The result has been that under the
Constitution, properly construed, the federal government cannot do many things
that majorities of its citizens very much want it to do--buying Louisiana,
ending slavery, establishing the Federal Reserve System, or fighting the Great
Depression, to name a few. Since the Constitution can’t (practically) be
amended, the Court has been willing to distort the meaning of the Constitution
to get to the desired result. But no one is allowed to say what’s going on, so
many Supreme Court opinions on the Constitution are merely a series of
sophisms; the Justices hold their noses and solemnly declare black to be white.
Of course, I suspect most Justices manage to convince themselves of the deeper wisdom
of their gibberish; for the rest, it’s a gig with many perks.

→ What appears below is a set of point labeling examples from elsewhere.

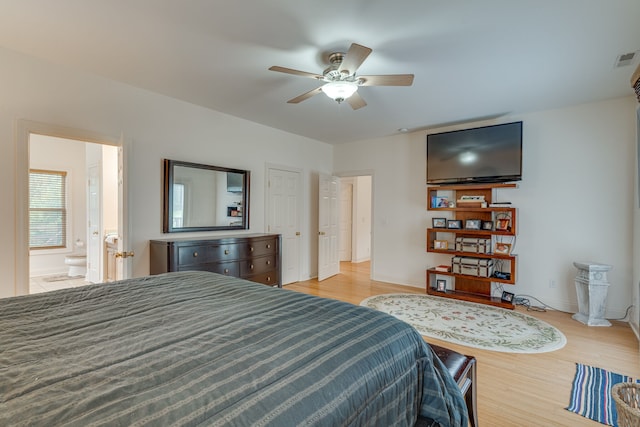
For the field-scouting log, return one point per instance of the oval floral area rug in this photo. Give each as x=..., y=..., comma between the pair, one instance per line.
x=470, y=324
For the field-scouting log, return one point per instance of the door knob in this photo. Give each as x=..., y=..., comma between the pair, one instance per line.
x=124, y=254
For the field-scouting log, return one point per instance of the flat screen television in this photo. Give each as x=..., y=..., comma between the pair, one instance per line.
x=486, y=154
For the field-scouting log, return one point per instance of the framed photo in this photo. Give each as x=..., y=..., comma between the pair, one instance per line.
x=439, y=222
x=503, y=224
x=440, y=244
x=473, y=224
x=454, y=223
x=507, y=296
x=502, y=248
x=439, y=202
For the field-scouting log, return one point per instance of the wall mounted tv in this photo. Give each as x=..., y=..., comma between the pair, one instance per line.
x=479, y=155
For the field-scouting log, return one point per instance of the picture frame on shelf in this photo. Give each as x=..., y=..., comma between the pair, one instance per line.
x=503, y=224
x=439, y=223
x=507, y=297
x=439, y=202
x=502, y=248
x=472, y=224
x=454, y=223
x=440, y=244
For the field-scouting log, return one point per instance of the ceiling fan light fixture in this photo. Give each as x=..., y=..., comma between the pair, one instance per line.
x=339, y=91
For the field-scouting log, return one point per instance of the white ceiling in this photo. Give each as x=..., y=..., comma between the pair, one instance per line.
x=471, y=59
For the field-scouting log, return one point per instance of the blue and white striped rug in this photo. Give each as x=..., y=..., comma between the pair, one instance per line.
x=591, y=394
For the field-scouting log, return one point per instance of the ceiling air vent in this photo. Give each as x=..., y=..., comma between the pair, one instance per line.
x=625, y=59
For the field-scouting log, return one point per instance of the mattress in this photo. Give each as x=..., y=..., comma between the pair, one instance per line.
x=198, y=348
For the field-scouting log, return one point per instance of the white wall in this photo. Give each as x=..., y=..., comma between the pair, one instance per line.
x=61, y=155
x=574, y=203
x=362, y=218
x=156, y=127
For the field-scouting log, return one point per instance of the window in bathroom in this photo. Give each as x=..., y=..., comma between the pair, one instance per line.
x=47, y=209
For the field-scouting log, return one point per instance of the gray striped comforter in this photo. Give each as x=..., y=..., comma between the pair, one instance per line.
x=197, y=348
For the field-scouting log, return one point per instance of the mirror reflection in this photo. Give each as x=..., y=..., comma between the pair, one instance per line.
x=202, y=197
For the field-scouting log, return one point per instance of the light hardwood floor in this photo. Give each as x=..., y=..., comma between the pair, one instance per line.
x=513, y=389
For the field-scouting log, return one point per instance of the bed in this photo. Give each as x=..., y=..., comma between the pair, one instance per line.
x=198, y=348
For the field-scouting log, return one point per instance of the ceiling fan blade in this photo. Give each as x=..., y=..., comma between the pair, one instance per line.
x=356, y=101
x=354, y=58
x=305, y=95
x=295, y=72
x=388, y=80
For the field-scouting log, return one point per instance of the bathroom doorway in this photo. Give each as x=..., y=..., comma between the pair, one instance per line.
x=75, y=240
x=67, y=245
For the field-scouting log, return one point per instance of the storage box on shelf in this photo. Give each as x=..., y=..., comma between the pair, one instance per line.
x=474, y=258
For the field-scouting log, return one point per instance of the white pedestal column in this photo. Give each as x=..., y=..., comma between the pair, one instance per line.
x=592, y=287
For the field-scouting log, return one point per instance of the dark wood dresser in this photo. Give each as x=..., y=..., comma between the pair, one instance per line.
x=254, y=257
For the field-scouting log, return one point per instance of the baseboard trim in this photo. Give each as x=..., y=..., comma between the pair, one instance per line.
x=636, y=331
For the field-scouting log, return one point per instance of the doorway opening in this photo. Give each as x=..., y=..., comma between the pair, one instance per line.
x=68, y=247
x=90, y=208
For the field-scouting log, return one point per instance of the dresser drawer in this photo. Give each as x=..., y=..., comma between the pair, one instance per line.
x=257, y=266
x=255, y=257
x=189, y=255
x=229, y=268
x=270, y=278
x=261, y=247
x=225, y=252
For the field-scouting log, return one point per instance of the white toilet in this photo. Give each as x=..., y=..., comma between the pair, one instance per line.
x=77, y=261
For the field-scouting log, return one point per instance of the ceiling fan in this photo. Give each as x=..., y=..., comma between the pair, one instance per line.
x=341, y=82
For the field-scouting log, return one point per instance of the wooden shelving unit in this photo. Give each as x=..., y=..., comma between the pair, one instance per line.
x=468, y=287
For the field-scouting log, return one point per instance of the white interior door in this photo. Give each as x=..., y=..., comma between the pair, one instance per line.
x=346, y=220
x=328, y=256
x=284, y=197
x=94, y=224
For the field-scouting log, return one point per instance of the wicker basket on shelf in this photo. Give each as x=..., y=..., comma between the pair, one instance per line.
x=627, y=399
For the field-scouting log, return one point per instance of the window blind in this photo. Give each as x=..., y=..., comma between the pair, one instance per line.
x=47, y=209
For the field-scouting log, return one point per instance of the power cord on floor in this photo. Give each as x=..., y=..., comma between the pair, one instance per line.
x=523, y=300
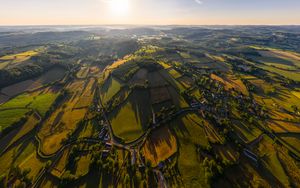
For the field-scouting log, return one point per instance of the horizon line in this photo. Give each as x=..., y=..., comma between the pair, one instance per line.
x=145, y=25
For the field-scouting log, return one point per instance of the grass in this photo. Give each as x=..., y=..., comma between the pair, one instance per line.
x=89, y=130
x=271, y=161
x=34, y=163
x=59, y=168
x=293, y=75
x=191, y=170
x=86, y=97
x=190, y=133
x=292, y=139
x=6, y=160
x=246, y=132
x=174, y=73
x=129, y=121
x=231, y=82
x=284, y=127
x=26, y=128
x=43, y=102
x=110, y=89
x=159, y=146
x=63, y=121
x=83, y=72
x=8, y=117
x=82, y=167
x=19, y=58
x=37, y=101
x=296, y=93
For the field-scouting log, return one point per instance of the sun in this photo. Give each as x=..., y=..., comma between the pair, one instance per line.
x=119, y=7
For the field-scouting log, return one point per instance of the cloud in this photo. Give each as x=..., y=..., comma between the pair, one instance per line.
x=199, y=2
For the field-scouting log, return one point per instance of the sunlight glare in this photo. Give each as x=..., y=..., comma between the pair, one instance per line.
x=119, y=7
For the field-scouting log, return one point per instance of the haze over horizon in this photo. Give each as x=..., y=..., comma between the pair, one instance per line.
x=150, y=12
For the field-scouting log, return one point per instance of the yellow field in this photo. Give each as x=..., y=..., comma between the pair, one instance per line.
x=27, y=127
x=62, y=122
x=160, y=145
x=284, y=127
x=59, y=168
x=21, y=57
x=32, y=162
x=82, y=167
x=129, y=120
x=270, y=160
x=110, y=88
x=165, y=65
x=226, y=152
x=211, y=133
x=231, y=83
x=263, y=85
x=174, y=73
x=296, y=93
x=86, y=97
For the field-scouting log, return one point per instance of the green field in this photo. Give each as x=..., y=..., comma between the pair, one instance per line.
x=41, y=103
x=110, y=88
x=9, y=117
x=190, y=133
x=130, y=120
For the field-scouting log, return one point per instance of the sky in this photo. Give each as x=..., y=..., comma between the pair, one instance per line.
x=150, y=12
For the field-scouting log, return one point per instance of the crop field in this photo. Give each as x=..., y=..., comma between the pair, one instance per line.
x=10, y=60
x=165, y=65
x=262, y=87
x=89, y=130
x=63, y=121
x=86, y=97
x=110, y=88
x=271, y=161
x=139, y=77
x=286, y=99
x=159, y=94
x=246, y=132
x=125, y=71
x=31, y=162
x=174, y=73
x=231, y=83
x=156, y=80
x=197, y=94
x=150, y=107
x=59, y=168
x=284, y=127
x=186, y=81
x=159, y=146
x=82, y=166
x=40, y=100
x=28, y=126
x=188, y=133
x=9, y=117
x=130, y=120
x=296, y=93
x=7, y=159
x=211, y=133
x=176, y=84
x=83, y=72
x=293, y=75
x=177, y=99
x=52, y=75
x=291, y=139
x=226, y=152
x=189, y=128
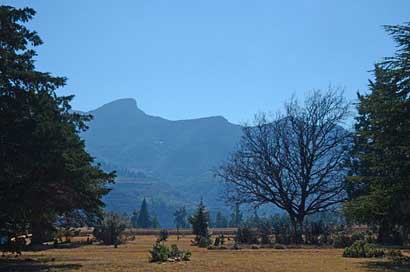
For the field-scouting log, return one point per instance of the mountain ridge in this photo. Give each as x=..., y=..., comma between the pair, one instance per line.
x=176, y=156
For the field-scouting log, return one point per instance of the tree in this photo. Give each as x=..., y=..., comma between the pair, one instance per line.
x=221, y=221
x=379, y=184
x=144, y=219
x=295, y=161
x=110, y=228
x=236, y=217
x=200, y=223
x=180, y=216
x=154, y=222
x=45, y=170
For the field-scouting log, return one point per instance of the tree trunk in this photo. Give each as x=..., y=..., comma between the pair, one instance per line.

And, of course,
most opinions involve non-Constitutional issues, where the Justices can be more
forthright.
Where the obfuscations get to a result acceptable
to the mass of Americans, perhaps no harm is done, except to our logical
sensibilities. But when the Court gets out ahead of the citizenry (abolishing the
death penalty, legalizing abortion), the result can be some ugly politics, made
uglier by the denial of the possibility of normal democratic procedures. (Surprisingly,
this is the view of Justice Ginsburg, who is on record that the Court should
have waited for popular opinion to sanction abortion before making it a
Constitutional right.)
I’ve developed this view of the
Constitution in greater detail in a paper, “Thinking about the Constitution,” which I hope to publish some day in a reputable journal.